Los Angeles, CA
In the Japanese language, there are about 50 words for rain, but also an equivalent surfeit of terms for snow, mist, and fog. In winter, Japan’s weather is dominated by a cold air mass from Siberia, which transfers moisture from the Sea of Japan (also called the East Sea), bringing heavy snow to the Japan Alps and lighter snow elsewhere. Summer brings tropical rain and humidity from the southeast over all the islands of Japan except Hokkaido in the north. The result is that atmosphere is often associated with water, whether heat with heavy humidity, mist, rain, snow, or torrents of water as rivers, which provide a respite from stifling temperatures in summer.
Relatively simple painting tools are available to the Japanese artist—paper (washi), ink (sumi), water-based or mineral pigments, which, in formal situations, are applied to silk. Only the most skilled artists can convey the rush of water, rising mist or humidity, the chill of a frosty winter evening, and snow laced decoratively through an environment.

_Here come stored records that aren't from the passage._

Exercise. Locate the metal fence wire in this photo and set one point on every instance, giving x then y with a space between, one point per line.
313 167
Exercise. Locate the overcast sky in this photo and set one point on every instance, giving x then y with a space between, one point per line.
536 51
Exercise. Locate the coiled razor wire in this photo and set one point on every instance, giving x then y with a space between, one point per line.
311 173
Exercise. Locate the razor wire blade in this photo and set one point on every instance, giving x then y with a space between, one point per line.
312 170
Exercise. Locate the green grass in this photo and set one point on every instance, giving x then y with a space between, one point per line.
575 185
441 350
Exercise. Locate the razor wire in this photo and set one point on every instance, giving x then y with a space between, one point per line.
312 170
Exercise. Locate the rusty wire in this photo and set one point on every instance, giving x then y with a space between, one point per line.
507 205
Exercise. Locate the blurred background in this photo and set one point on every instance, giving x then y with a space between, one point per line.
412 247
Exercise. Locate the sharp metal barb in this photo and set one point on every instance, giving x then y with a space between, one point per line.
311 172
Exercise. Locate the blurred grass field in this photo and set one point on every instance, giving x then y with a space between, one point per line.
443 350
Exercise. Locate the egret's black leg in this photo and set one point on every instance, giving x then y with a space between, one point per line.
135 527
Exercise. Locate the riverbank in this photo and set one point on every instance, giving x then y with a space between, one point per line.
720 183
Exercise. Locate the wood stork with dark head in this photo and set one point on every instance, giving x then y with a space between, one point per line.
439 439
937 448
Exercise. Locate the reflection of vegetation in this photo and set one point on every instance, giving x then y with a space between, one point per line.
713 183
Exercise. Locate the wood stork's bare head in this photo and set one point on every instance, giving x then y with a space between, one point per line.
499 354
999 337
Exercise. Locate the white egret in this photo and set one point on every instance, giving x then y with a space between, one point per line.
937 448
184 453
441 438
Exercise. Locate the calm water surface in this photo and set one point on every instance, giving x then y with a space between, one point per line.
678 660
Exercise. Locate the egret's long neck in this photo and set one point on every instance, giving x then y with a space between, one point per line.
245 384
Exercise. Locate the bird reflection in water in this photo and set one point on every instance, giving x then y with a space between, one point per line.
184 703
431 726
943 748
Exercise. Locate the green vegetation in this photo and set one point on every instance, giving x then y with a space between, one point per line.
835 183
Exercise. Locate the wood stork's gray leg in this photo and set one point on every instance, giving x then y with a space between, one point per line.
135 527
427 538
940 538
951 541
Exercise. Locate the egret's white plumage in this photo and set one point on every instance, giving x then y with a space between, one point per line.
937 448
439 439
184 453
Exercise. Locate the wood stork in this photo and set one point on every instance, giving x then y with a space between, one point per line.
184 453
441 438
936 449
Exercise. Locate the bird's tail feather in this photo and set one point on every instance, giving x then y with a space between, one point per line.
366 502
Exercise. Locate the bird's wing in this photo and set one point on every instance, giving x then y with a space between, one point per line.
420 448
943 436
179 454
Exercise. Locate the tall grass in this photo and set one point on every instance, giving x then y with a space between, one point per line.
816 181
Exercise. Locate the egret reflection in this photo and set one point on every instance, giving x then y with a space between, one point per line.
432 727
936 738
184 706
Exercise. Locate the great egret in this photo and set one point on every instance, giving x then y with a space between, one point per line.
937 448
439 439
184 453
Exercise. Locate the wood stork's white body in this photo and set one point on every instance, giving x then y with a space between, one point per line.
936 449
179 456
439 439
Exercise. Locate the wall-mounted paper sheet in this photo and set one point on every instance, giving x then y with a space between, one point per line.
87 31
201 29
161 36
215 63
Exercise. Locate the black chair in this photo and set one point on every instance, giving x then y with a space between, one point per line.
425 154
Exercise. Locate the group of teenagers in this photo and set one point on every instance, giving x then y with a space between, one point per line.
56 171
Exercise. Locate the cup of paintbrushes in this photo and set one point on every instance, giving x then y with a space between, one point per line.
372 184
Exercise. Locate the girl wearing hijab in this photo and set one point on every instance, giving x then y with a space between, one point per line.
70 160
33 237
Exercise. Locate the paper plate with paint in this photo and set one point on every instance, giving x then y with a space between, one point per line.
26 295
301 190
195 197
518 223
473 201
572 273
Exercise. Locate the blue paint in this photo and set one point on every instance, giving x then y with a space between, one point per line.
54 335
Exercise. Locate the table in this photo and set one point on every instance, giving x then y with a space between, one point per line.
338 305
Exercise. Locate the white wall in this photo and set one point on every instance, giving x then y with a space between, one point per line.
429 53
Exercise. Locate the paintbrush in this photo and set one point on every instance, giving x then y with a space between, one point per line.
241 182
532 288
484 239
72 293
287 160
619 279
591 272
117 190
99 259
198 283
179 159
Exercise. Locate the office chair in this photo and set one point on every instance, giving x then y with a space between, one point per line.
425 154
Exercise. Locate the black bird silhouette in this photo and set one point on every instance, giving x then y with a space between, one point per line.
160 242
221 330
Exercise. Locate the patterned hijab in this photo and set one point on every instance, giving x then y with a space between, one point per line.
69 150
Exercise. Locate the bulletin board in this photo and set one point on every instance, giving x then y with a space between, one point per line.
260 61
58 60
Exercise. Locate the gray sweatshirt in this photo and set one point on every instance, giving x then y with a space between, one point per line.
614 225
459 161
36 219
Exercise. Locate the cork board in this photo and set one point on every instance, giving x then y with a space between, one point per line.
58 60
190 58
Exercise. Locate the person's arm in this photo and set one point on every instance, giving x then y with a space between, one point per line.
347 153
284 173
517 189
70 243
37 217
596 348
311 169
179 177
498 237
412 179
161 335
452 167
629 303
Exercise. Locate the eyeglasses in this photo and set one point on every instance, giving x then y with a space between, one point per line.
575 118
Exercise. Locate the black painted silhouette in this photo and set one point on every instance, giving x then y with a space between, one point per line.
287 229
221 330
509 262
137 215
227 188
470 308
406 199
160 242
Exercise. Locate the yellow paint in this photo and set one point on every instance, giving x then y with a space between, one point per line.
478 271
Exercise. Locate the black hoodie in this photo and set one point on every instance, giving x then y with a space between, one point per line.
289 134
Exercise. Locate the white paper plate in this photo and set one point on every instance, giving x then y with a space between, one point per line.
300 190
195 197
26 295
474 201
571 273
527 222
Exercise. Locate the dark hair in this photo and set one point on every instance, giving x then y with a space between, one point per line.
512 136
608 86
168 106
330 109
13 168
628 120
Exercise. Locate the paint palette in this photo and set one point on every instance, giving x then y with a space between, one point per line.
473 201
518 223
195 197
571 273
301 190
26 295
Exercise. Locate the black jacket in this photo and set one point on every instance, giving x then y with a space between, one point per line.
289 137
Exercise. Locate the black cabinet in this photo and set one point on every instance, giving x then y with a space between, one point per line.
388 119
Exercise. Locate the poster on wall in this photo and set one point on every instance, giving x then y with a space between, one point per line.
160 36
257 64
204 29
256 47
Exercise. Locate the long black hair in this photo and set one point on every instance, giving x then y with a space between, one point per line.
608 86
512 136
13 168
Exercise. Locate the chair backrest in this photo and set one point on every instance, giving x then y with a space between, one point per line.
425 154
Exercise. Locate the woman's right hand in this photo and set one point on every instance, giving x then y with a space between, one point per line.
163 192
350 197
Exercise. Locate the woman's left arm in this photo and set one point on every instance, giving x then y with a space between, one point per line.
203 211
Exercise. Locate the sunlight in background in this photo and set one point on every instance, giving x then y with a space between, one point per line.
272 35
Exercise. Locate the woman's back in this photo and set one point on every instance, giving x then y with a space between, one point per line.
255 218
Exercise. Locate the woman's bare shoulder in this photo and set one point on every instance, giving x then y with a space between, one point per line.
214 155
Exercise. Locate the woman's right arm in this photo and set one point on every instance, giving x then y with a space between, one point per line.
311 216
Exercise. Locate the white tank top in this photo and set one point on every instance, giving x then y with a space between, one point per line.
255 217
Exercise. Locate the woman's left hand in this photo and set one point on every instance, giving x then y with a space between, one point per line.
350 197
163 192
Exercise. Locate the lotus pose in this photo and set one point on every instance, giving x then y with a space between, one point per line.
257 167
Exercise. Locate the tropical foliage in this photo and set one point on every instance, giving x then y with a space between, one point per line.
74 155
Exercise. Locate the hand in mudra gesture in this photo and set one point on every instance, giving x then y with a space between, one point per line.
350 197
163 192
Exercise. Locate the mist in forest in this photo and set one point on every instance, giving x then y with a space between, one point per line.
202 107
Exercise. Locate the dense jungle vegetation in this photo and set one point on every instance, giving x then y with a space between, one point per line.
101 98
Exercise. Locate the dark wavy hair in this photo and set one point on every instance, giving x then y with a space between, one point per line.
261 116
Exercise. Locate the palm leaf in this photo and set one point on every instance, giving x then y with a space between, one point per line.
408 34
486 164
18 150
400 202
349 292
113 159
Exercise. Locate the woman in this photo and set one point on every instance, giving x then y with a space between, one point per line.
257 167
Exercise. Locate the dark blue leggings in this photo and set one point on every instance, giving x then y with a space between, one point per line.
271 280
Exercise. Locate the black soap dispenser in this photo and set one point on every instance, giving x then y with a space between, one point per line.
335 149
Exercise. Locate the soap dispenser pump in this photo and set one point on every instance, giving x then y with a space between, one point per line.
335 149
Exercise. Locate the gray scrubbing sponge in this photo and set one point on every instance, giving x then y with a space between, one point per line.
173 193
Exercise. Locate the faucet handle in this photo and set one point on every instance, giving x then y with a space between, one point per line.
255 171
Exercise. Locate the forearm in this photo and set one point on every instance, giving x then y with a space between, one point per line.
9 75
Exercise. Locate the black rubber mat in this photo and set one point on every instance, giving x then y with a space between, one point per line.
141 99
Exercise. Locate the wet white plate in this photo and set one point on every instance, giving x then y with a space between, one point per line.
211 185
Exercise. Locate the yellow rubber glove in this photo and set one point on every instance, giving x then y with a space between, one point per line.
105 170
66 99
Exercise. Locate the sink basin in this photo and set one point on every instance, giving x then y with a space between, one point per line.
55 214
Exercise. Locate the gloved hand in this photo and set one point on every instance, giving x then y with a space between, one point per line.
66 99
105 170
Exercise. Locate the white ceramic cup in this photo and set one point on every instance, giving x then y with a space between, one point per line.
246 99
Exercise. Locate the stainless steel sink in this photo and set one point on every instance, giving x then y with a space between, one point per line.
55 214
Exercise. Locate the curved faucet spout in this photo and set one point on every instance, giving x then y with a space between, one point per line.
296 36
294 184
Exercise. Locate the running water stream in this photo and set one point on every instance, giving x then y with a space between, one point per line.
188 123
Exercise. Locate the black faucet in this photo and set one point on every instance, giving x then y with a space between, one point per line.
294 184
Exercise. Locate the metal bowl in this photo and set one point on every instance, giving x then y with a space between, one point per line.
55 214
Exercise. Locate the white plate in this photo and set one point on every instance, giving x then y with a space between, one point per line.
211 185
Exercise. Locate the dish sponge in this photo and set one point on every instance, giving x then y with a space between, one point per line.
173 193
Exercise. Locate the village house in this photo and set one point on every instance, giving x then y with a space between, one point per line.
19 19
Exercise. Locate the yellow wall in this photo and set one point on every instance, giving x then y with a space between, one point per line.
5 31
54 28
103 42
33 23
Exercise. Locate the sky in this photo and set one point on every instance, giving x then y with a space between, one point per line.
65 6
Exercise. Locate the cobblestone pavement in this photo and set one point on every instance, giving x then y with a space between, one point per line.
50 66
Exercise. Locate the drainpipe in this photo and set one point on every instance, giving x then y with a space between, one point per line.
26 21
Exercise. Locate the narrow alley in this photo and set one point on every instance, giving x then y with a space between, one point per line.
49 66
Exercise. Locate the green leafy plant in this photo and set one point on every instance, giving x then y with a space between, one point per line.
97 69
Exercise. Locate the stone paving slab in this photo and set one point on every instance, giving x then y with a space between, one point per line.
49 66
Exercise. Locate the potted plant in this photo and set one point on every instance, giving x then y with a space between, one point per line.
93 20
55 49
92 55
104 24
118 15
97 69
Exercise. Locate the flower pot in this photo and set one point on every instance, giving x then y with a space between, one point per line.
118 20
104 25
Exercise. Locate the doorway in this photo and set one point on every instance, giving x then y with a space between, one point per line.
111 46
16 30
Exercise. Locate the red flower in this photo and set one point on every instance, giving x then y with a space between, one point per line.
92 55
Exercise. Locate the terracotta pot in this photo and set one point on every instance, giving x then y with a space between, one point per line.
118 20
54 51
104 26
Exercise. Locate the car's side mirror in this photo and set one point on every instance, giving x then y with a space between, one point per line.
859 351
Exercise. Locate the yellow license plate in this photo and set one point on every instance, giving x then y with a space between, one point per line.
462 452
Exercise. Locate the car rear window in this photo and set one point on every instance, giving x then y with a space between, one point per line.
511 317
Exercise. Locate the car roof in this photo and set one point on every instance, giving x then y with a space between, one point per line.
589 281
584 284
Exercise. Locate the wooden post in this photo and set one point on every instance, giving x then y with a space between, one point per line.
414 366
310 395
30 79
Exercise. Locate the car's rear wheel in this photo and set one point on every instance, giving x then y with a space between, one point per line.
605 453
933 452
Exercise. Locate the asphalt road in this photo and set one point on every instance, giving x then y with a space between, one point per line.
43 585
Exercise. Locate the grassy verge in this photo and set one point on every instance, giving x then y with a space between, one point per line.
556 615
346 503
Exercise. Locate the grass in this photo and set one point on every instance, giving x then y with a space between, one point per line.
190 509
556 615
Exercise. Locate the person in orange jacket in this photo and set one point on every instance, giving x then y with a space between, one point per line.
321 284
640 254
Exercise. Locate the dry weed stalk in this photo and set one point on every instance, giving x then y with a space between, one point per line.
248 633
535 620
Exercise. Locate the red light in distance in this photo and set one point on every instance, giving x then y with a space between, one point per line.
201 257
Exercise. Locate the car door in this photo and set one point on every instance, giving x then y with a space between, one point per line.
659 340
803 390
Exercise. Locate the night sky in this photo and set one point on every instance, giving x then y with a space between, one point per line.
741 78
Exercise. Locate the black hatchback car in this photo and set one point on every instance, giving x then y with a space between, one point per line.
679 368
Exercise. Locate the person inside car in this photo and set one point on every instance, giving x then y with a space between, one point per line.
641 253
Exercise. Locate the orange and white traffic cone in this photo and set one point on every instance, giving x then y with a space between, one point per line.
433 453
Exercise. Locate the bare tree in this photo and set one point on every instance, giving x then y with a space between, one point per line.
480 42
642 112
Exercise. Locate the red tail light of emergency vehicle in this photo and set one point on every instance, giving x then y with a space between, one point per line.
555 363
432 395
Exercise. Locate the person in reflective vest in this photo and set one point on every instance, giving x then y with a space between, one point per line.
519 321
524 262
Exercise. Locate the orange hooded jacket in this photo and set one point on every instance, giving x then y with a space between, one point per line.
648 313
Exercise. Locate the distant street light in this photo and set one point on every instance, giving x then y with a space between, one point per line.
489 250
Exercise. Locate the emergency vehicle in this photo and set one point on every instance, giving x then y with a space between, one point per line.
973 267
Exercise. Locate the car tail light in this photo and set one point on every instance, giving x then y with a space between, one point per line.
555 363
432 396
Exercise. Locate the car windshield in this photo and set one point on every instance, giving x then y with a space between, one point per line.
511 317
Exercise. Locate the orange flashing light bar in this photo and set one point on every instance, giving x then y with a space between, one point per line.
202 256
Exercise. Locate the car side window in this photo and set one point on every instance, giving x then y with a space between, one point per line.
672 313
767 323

Atmosphere in Japanese Painting, presenting a span of techniques for evoking atmosphere, features the artist Ikezaki Yoshio (Japan, active United States, born 1953), who makes his own paper and sumi, which he applies with his ki (氣), energy, to reveal the natural forces within the elements of water and air impelled by the flow of ki. An entire level of the East Wing in the Pavilion for Japanese Art will be devoted to his work. Three new acquisitions are also featured—a pair of screens by Yamaato Kakurei (active late 18th–early 19th century) purchased by the 2017 Collectors Committee and showing waves crashing against rocks, Falling Green by Senju Hiroshi (Japan, active United States, born 1958), and Cloud 6 (Kumo) by Miya Ando (United States, born 1978).